# Training on CHURN Dataset using Tensorflow Operator

## Prerequisites
Before we proceed, let's check that we're using the right image, that is, [TensorFlow](https://www.tensorflow.org/api_docs/) is available:

In [None]:
#! pip3 list | grep tensorflow 
! pip3 install --user tensorflow==2.4.0
! pip3 install --user ipywidgets nbconvert
!python -m pip install --user --upgrade pip
!pip3 install pandas scikit-learn keras tensorflow-datasets --user

To package the trainer in a container image, we shall need a file (on our cluster) that contains the code as well as a file with the resource definitition of the job for the Kubernetes cluster:

In [None]:
TRAINER_FILE = "tfjobchurn.py"
KUBERNETES_FILE = "tfjob-churn.yaml"

We also want to capture output from a cell with [`%%capture`](https://ipython.readthedocs.io/en/stable/interactive/magics.html#cellmagic-capture) that usually looks like `some-resource created`.
To that end, let's define a helper function:

In [None]:
import re

from IPython.utils.capture import CapturedIO


def get_resource(captured_io: CapturedIO) -> str:
    """
    Gets a resource name from `kubectl apply -f <configuration.yaml>`.

    :param str captured_io: Output captured by using `%%capture` cell magic
    :return: Name of the Kubernetes resource
    :rtype: str
    :raises Exception: if the resource could not be created
    """
    out = captured_io.stdout
    matches = re.search(r"^(.+)\s+created", out)
    if matches is not None:
        return matches.group(1)
    else:
        raise Exception(f"Cannot get resource as its creation failed: {out}. It may already exist.")

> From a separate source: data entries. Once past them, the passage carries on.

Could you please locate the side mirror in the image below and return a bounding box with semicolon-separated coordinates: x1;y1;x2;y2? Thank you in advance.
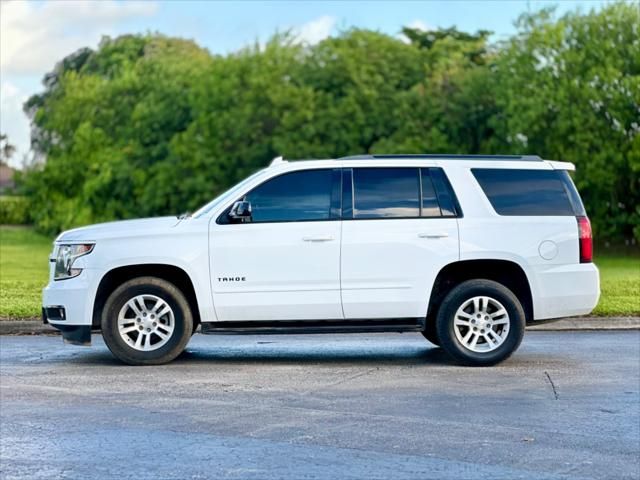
229;201;251;220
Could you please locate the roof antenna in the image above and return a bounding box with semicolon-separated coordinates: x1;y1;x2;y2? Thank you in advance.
269;156;287;167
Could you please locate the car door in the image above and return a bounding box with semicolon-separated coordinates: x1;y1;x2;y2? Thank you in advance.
209;169;343;321
341;167;459;319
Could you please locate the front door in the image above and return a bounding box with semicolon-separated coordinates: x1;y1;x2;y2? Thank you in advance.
209;169;343;321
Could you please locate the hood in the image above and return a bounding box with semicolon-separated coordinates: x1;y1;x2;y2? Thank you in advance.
56;217;180;242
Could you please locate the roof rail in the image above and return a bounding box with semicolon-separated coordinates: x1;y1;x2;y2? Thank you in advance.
269;156;287;167
338;153;542;162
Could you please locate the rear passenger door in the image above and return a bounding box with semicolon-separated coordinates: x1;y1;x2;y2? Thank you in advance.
341;167;460;319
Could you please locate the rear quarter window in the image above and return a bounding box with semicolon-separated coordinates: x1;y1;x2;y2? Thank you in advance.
471;168;577;216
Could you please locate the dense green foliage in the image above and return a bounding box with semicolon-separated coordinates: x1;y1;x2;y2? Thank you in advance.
0;195;31;225
21;3;640;240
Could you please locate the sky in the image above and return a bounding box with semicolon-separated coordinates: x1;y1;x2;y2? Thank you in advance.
0;0;608;166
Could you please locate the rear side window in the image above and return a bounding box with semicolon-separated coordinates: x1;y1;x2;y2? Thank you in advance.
353;168;420;219
471;168;579;216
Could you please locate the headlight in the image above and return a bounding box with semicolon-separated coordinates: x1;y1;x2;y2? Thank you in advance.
53;243;94;280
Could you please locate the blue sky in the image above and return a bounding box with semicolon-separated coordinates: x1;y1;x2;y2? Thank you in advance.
0;0;606;165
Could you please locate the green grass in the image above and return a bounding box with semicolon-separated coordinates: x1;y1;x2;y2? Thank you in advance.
0;226;640;319
593;250;640;316
0;226;52;318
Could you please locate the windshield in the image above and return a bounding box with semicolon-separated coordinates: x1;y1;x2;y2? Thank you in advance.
193;170;266;218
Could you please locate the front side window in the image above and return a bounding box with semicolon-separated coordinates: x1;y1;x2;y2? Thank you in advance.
353;168;420;219
245;169;332;223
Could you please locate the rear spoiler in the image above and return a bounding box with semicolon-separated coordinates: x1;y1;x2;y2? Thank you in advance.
545;160;576;172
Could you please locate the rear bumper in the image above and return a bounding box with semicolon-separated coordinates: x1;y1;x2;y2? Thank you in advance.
533;263;600;320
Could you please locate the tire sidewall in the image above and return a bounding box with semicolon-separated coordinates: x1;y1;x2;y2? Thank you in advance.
436;280;525;366
101;277;193;365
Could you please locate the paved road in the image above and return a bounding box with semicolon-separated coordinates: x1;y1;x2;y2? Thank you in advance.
0;331;640;480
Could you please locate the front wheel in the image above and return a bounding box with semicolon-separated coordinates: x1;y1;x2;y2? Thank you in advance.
101;277;193;365
436;280;525;366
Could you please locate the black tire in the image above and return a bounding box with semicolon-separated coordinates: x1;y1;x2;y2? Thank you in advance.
436;279;525;366
422;319;440;347
101;277;193;365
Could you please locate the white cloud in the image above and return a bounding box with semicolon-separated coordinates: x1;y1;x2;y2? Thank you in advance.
0;0;158;166
0;0;157;75
293;15;336;45
0;82;30;167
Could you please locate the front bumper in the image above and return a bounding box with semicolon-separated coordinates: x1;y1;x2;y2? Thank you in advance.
42;268;99;345
51;323;91;347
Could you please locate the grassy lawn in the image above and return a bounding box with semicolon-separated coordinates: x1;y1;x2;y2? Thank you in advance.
0;226;52;318
0;226;640;319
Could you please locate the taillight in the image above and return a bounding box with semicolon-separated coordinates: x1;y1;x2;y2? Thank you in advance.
576;217;593;263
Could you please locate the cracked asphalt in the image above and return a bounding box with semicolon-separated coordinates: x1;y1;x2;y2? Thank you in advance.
0;331;640;480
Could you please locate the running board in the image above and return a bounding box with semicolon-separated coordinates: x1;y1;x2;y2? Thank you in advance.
201;318;425;335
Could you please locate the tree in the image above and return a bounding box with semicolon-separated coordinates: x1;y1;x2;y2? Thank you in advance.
22;2;640;241
0;133;16;165
495;2;640;239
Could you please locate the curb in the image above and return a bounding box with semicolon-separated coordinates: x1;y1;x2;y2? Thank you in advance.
0;317;640;335
527;317;640;332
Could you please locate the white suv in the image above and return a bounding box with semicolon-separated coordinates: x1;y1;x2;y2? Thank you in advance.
43;155;599;365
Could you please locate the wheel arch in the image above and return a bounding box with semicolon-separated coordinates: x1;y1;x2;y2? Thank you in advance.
427;259;533;323
91;263;201;329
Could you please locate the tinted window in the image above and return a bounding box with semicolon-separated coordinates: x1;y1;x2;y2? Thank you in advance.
342;169;353;218
421;168;441;217
246;170;332;223
353;168;420;218
429;168;460;217
558;170;587;217
472;169;574;216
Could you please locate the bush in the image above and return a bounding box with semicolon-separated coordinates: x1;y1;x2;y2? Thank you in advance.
0;195;31;225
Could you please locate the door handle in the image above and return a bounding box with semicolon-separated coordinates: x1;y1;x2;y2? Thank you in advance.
302;235;333;242
418;232;449;238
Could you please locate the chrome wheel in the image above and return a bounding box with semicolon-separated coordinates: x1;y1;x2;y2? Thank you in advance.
453;296;510;353
118;295;176;352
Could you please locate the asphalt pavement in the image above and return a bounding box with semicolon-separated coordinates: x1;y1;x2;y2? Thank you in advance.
0;330;640;480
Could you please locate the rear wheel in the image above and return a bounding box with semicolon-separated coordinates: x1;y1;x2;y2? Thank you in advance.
436;280;525;366
101;277;193;365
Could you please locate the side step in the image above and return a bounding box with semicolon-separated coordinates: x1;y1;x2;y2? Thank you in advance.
201;318;425;335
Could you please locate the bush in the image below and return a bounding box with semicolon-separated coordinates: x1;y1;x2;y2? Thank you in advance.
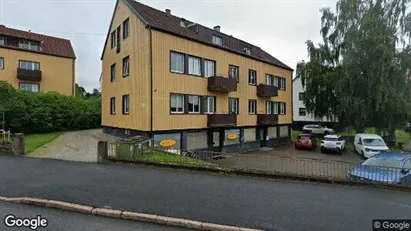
0;81;101;134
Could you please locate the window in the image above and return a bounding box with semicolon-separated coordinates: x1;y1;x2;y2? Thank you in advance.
188;95;200;113
244;47;251;55
110;64;116;82
123;56;130;77
188;56;201;75
279;102;285;115
111;31;117;48
204;60;215;77
213;35;223;46
228;98;239;115
204;96;215;114
228;65;239;82
110;97;116;115
277;77;285;90
170;94;184;113
265;74;278;87
19;40;40;51
123;95;130;115
123;19;130;39
19;60;40;71
248;70;257;85
298;92;304;101
170;52;184;73
248;99;257;115
19;83;40;92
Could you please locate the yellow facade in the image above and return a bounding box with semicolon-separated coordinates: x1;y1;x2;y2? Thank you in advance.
0;48;75;95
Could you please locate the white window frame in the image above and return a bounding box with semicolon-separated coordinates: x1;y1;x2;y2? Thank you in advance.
248;69;257;85
123;56;130;77
170;51;184;73
212;35;223;46
248;99;257;115
204;96;216;114
19;83;40;93
204;59;215;78
187;56;201;76
170;94;184;114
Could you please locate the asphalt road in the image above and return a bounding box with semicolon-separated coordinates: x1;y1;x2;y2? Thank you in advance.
0;202;188;231
0;156;411;231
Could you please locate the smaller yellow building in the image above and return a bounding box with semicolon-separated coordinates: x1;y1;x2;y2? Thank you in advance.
0;25;76;95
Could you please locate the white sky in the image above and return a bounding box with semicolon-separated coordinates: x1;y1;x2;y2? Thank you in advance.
0;0;336;91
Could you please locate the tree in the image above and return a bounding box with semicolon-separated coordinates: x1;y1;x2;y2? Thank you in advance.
296;0;411;134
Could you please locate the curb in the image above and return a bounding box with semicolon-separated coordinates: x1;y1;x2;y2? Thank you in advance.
0;196;261;231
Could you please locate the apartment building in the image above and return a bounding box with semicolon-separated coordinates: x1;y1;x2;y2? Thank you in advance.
0;25;76;95
101;0;293;152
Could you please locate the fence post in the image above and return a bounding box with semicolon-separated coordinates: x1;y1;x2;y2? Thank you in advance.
12;133;25;156
97;141;108;162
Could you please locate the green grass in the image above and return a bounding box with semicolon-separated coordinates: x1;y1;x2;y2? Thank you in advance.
24;132;63;153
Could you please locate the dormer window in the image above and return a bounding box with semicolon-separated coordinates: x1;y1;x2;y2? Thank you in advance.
19;40;40;51
244;47;251;55
213;35;223;46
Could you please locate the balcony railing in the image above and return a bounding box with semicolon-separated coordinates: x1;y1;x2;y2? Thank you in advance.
208;76;237;93
17;68;41;81
257;114;278;125
207;114;237;127
257;84;278;97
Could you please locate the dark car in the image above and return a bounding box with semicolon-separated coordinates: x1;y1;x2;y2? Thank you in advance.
295;134;317;149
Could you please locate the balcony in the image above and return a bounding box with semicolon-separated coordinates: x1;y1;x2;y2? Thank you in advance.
207;114;237;127
17;68;41;81
257;84;278;97
208;76;237;93
257;114;278;125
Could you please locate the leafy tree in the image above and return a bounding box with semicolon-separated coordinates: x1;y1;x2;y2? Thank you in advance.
296;0;411;135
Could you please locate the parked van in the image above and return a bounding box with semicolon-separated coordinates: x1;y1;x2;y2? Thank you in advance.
354;134;389;158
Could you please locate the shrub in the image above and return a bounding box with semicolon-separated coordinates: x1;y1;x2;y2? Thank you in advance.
0;81;101;134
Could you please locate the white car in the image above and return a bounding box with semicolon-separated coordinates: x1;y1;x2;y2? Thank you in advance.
354;134;390;158
303;124;334;135
321;135;345;154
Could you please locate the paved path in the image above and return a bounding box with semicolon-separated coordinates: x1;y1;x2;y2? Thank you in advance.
0;156;411;231
29;129;114;162
0;202;188;231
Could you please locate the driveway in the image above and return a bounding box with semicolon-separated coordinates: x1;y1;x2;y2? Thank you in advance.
29;129;114;162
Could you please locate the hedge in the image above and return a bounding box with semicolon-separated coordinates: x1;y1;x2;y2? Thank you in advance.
0;81;101;134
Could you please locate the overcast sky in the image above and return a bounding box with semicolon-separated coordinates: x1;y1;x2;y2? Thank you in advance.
0;0;336;91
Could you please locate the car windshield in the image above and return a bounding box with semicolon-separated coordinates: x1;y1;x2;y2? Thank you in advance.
362;158;403;168
363;138;386;146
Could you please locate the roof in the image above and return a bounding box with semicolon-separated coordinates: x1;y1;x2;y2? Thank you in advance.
373;152;411;161
125;0;293;71
0;25;76;59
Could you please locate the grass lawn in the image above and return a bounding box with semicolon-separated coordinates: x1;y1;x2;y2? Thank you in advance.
24;132;63;153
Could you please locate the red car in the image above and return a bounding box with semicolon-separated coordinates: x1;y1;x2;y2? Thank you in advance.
295;134;317;149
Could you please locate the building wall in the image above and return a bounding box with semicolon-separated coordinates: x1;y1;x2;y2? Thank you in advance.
0;48;75;95
153;31;292;131
101;1;150;131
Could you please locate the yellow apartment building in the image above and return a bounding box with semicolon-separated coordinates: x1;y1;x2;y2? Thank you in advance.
101;0;293;152
0;25;76;95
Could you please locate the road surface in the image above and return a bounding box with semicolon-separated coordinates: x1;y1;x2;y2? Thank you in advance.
0;156;411;231
0;202;188;231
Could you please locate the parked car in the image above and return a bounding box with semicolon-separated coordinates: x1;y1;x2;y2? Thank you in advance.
354;134;389;158
347;152;411;184
303;124;334;135
295;134;317;149
321;135;345;154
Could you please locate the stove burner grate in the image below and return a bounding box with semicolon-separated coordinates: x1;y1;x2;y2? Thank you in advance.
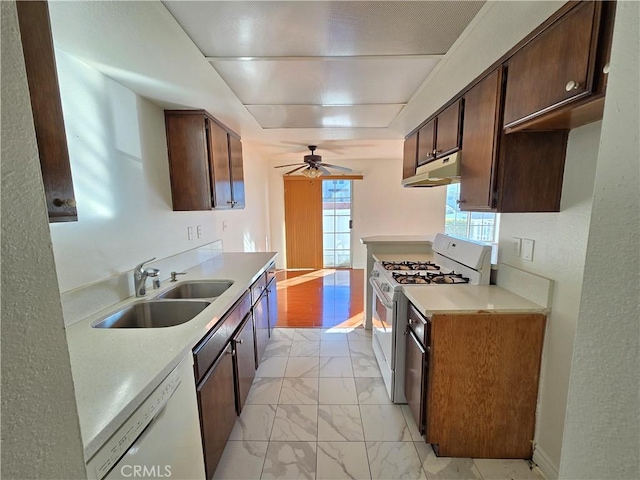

## How to Load and Inspect the Data

In [None]:
import pandas as  pd

data = pd.read_csv("https://raw.githubusercontent.com/AdeloreSimiloluwa/Artificial-Neural-Network/master/data/Churn_Modelling.csv")
data.head()

## How to Train the Model in the Notebook
We want to train the model in a distributed fashion, we put all the code in a single cell.
That way we can save the file and include it in a container image:

In [None]:
%%writefile $TRAINER_FILE
import argparse
import logging
import json
import os
import warnings
warnings.filterwarnings("ignore", category=DeprecationWarning)

import numpy as np
import pandas as pd
# splitting the data
from sklearn.model_selection import train_test_split
# Standardization - feature scaling
from sklearn.preprocessing import StandardScaler
# data encoding
from sklearn.preprocessing import LabelEncoder

import tensorflow_datasets as tfds
import tensorflow as tf
from tensorflow import keras
from tensorflow.keras import layers, models
from tensorflow.keras.layers import Dense, Flatten 
from tensorflow.keras.optimizers import SGD, Adam, RMSprop

logging.getLogger().setLevel(logging.INFO)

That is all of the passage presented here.